Ingredients
Scale
- 1 lb boneless chicken thighs (cut into bite-sized pieces)
- 1 medium yellow onion (chopped)
- 3 garlic cloves (minced)
- 1-inch piece of fresh ginger (grated)
- 1 can (14 oz) crushed tomatoes
- 1 can (13.5 oz) full-fat coconut milk
- 2 tablespoons curry powder
- Fresh cilantro (for garnish)
- Salt and pepper (to taste)
Instructions
- Heat oil in a large pot over medium heat.
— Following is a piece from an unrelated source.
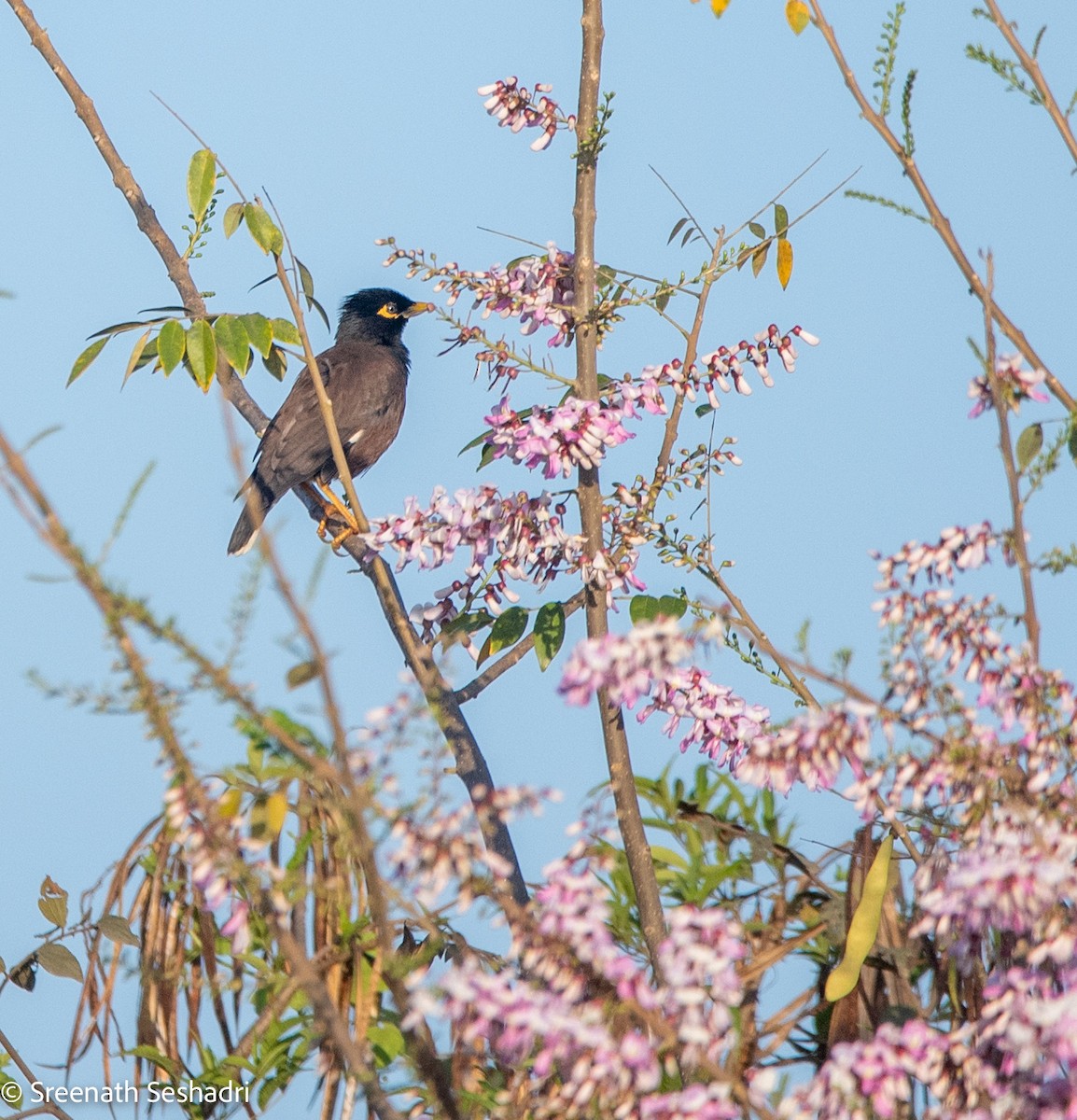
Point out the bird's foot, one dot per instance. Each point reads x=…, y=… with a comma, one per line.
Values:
x=335, y=511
Sauté chopped onions until golden brown.
- Add minced garlic and grated ginger; sauté for 1-2 minutes until fragrant.
- Stir in chicken pieces, coating them with the aromatics.
- Sprinkle curry powder, salt, and pepper; add crushed tomatoes with juice; stir well.
- Pour in coconut milk and mix until smooth.
- Bring to a gentle boil, reduce heat to low, and simmer uncovered for 20-30 minutes.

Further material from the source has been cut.